My family owns a bashed up version of the large wooden box seen below. It has been trying to fall apart for decades but has been forced together with patches, belt and braces.
Every summer we drag it out from under the bed by its familiar rope handles and take it into the garden.
We open it tenderly and peek inside in the hope that all is well.
And it always is, despite the battle scars of the previous season. I am talking about our old French croquet set which I believe is over 100 years of age. The one above is a bit younger – or maybe just looks much more youthful.
It is a pleasure playing with a beautiful old set but the game itself is very, very old indeed. It was widely known and practised in France since the XI century under the name of ‘jeu de mail‘. Look at this amazing scene above from the Bayeux Tapestry where the Normans are celebrating their victory with a game of Croquet.

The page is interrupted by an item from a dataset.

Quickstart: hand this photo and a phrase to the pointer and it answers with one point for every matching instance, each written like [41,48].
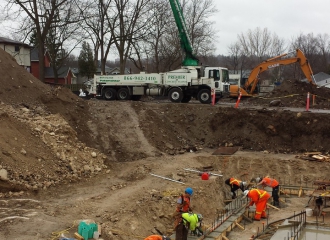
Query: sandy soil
[66,159]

It is thought that in Britain the game was modified over the centuries: the Scots made golf out of it, the Irish turned it into croquet. Louis XIV, suffering from being unable to play mail during the winter, miniaturised it on an indoor table and laid the basis of billiards….. (not sure about that actually). There are many versions of the history of croquet but, as the noted croquet historian, Dr Prior, in his book of 1872, sensibly makes clear, “One thing only is certain: it is from Ireland that croquet came to England and it was on the lawn of the late Lord Lonsdale that it was first played in this country.”
This isn’t him or his lawn – but it feeds the imagination.
What is true is that Croquet became the sports craze of Victorian England with National Championships held at Wimbledon before the lawns there were transformed into the tennis courts of today.
Despite its genteel history, croquet is by no means simply the sporting diversion at vicarage garden parties which it is often portrayed as being. Players are often completely vicious and those in the know understand that this is not a game to be taken lightly. Those mallets make a marvellous means of murder,
and the players will stop at nothing to win. How racy is this 1950s advert!
So, have I persuaded you to get your set asap? Your summer fun and games a will have a charming but thrilling Period Feature Feel.